ふつうの塾講師が適応障害をきっかけに投資を勉強していくブログです

【読書50冊目】新版財務3表一体理解法 国貞克則

【財務3表一体理解法】
私の会計勉強法は、この 簿記・仕訳をすっ飛ばして、日々の伝票が PL・BS・CS のどこに記入されているかを追いかけていきます。例えば、資本金1000万円という取引は、 PL・BS・CS のどこに1000万円という数字が記入されるのか、現金売上の500万円はPL・BS・CS のどこに500万円という数字が記入されるのか、といった具合です。この PL・BS・CS の3つの表を一体にして勉強していくことが、私の会計 勉強法の最大の特徴です。後ほど詳しく説明しますが、 PL・BS・CSの3つの表はつながっています。この3表のつながりを意識しながら、それぞれの取引が3つの表の中でどのように動いていくかが分かれば、「目から鱗が落ちるように」会計の全体像と基本的な仕組みが理解できるようになります。(P.26)
→PLの変化はBSのどの項目とつながっているのか、CSはどうか。3表のつながりを辿って理解する方法。これまで見たどんな財務3表の説明より腑に落ちる。
 
【自分にかかる費用を売上高に換算する】
経営感覚を高める PL の見方を一つお教えしましょう。例えば、あなたが1日3万円の受講料の研修を受けたとします。あなたは会社のお金を3万円使っただけと思うかもしれませんが、この3万円の受講料をまかなうために、あなたの会社はいくらの売上高を上げなければならないでしょうか。もちろん、それは会社の収益構造によって違いますが、仮にあなたの会社の粗利率(=粗利÷売上高×100が10%)のビジネスを行っているとしたら、 3万円の受講料を賄うためには 30万円の売上高を稼ぎ出さなければなりません。つまり、あなたの3万円の研修費用は、実は30万円の売上高 に匹敵するのです。社長はそのように ビジネスを見ているはずです。このように、 PL の構造がわかっていれば、コスト感覚・経営感覚が磨かれます。
(P.42)
 
【株価が変動しても資本金は変化しない】
会計研修を行っていると、受講生から「会社の株価が2倍になったら、 BSの資本金も2倍になるのですか」という質問を受けたりします。読者の皆さんはもうお分かりですね。会社の株価が2倍になったからと言って資本金は何ら変化しません。株価が2倍になっているというのは、会社の外の株式市場で株式の価値が2倍になっているということにすぎないのです,資本金は基本的に返す必要のないお金ですし、株式市場で株価が上がる方が下がろうが BS の資本金の額は一切 変わらないのです。(P.48)
 
【BSの左右が一致する理由】
会計の本には「 BS の左右は常に一致する」と書いてあります。ところが、このように 事務用品を現金5万円で買うと、 BS の左側の現金は間違いなく 5万円 少なくなります。しかし、事務用品を買ったからと言って、借入金や資本金が減るはずはありません。こんな例を考えながら、新入社員の頃「どうして BS は 常に左右が一致するんだろう」と疑問に思っていました。

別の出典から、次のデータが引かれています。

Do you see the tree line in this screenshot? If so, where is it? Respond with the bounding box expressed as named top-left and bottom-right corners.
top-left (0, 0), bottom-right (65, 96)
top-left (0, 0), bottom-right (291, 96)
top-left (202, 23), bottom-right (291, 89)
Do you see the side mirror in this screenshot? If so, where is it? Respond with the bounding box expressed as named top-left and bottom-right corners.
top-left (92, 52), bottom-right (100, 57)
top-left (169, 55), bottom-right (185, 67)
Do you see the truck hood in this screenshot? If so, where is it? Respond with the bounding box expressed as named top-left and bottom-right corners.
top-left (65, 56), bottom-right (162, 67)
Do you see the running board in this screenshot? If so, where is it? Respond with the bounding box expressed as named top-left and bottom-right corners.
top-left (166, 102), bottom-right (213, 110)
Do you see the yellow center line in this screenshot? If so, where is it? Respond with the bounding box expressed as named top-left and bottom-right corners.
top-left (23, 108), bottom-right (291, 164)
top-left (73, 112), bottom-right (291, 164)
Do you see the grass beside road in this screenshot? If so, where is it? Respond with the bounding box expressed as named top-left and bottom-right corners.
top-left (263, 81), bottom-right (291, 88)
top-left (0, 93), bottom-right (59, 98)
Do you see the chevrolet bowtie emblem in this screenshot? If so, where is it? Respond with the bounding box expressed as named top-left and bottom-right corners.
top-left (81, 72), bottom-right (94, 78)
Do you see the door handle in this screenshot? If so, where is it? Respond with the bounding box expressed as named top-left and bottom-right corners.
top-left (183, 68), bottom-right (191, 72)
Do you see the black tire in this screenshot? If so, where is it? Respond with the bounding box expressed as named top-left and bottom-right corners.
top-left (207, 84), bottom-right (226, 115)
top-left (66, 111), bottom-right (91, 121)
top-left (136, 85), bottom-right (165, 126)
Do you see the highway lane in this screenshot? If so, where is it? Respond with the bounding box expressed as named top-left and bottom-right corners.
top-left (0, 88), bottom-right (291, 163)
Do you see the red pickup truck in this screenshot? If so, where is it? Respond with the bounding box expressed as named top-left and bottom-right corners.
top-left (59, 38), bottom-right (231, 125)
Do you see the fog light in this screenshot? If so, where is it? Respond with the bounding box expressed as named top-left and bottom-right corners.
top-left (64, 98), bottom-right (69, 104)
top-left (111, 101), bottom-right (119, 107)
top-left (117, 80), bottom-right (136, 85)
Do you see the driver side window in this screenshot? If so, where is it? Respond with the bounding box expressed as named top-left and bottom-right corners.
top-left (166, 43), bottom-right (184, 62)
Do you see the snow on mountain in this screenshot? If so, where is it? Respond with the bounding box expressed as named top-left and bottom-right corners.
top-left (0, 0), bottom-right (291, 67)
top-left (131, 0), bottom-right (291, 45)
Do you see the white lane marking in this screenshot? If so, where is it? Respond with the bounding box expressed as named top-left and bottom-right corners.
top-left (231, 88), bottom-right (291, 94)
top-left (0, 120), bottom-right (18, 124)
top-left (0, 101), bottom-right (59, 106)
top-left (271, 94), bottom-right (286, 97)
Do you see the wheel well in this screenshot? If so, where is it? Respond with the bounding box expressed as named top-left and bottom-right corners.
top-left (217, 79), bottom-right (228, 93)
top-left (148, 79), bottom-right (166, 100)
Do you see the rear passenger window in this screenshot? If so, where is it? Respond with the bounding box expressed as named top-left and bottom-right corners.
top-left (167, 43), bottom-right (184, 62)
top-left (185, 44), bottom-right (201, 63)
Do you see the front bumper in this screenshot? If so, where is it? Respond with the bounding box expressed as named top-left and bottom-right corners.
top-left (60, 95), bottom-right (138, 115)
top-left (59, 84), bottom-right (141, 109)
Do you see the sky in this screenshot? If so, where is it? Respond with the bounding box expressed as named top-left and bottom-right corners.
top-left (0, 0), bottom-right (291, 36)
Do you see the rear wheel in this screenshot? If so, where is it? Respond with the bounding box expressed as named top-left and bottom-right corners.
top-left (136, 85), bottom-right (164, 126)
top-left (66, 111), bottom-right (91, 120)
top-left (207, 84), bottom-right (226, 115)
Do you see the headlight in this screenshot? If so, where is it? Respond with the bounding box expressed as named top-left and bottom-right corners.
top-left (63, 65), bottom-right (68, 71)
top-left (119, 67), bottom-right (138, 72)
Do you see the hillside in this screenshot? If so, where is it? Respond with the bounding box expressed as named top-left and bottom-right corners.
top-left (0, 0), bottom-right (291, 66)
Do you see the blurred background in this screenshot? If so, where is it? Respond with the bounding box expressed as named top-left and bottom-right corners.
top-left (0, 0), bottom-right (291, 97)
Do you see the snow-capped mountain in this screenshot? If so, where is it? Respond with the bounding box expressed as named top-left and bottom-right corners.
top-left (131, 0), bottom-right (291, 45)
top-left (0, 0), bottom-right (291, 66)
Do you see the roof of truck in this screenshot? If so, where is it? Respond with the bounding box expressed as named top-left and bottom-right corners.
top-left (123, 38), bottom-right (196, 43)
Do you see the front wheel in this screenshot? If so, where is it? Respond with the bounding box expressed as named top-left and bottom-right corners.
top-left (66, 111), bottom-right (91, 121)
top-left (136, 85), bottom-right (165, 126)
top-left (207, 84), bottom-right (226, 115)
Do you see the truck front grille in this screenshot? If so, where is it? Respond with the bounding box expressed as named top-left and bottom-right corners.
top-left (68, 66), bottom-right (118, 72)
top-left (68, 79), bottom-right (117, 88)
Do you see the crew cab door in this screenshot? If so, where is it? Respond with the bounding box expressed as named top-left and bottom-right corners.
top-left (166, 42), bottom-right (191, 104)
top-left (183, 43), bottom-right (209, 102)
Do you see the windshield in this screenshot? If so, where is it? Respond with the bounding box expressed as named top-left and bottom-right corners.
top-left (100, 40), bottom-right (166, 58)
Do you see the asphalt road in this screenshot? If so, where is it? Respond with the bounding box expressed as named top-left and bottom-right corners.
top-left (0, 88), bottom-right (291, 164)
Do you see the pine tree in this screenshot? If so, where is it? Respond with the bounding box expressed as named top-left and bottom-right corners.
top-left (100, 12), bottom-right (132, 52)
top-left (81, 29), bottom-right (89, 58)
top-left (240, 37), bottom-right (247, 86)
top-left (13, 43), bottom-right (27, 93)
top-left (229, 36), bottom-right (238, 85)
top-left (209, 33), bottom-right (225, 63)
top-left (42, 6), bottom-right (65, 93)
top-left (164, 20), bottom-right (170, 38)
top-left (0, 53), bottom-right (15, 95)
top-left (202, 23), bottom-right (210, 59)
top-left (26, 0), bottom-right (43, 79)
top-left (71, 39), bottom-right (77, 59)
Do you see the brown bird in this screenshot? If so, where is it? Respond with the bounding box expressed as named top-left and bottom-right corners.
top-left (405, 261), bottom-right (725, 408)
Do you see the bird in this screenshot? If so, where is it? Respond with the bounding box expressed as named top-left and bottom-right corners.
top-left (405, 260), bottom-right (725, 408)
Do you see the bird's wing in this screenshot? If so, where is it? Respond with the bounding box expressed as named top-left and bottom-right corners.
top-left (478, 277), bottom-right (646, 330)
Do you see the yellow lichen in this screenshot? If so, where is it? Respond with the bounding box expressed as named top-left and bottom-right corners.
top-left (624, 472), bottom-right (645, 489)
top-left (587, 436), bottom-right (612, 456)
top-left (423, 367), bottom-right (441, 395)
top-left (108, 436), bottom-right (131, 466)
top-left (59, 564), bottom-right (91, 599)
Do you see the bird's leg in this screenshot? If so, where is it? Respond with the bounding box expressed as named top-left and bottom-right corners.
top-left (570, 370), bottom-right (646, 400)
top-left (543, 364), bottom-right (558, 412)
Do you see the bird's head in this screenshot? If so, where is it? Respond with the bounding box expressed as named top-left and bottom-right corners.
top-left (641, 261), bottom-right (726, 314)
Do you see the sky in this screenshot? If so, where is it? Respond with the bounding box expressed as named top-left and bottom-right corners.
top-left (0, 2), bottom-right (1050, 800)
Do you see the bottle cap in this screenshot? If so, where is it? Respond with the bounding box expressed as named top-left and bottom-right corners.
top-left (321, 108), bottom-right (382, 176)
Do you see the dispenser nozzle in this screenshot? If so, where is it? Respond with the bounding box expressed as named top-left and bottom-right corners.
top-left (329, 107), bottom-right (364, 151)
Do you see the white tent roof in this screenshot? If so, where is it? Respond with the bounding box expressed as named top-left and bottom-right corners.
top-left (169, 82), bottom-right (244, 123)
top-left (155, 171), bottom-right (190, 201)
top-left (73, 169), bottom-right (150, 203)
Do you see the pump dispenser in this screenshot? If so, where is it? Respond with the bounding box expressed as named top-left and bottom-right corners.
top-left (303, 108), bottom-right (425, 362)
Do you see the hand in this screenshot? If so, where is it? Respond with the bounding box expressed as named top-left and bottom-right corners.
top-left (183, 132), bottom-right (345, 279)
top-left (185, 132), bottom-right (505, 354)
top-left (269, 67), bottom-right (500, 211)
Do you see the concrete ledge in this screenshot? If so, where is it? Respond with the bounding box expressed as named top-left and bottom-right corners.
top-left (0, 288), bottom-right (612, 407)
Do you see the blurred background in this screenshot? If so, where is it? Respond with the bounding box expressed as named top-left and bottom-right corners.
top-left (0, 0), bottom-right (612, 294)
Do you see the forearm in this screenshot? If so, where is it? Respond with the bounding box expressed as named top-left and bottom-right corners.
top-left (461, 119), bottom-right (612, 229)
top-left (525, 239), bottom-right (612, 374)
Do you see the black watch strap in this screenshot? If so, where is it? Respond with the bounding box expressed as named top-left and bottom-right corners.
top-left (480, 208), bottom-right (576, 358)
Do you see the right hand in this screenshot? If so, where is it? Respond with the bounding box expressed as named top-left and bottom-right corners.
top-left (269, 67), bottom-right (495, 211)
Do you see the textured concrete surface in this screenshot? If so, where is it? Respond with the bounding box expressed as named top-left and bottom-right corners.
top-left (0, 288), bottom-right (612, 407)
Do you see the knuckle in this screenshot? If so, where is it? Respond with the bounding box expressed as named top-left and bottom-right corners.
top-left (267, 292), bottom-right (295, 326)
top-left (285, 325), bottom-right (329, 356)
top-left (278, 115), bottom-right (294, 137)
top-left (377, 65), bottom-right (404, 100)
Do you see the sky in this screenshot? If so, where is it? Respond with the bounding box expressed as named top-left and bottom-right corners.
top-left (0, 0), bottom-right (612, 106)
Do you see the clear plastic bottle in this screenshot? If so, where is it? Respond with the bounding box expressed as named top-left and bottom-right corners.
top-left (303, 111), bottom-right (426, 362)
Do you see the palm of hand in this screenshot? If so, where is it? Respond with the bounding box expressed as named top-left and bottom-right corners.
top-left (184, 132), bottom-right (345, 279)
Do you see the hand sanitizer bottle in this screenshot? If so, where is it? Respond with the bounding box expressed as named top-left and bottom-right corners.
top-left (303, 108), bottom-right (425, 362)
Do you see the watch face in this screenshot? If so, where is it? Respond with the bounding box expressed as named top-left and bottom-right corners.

事務用品を現金で購入すると、 BS の左側の現金が減った分だけ、 PL にしようとして計上されます。それが利益を押し下げ、その利益や BS の右側と繋がっているから、常に BS は左右が一致するのです。
(P.103〜104)
→事務用品を購入して現金が減ると、その費用がPLに計上され、税引前当期純利益が押し下げられ、それがBSの繰越利益剰余金と一致するので、BSの左右(資産合計と負債・純資産合計)が一致する。
 
【財務諸表に表れない価値】
複式簿記は、15世紀にベニスの商人たちがつけた 帳簿 から始まったと言われています。論理より 感性というイメージの国、イタリア が発祥の地というのは不思議な感じがしますが、ゲーテをして「これこそ人間精神の最も立派な発明の一つだ」と言わしめたほどですから、財務諸表の仕組みを知れば知るほど、論理の一貫性とその精緻さに驚かされます。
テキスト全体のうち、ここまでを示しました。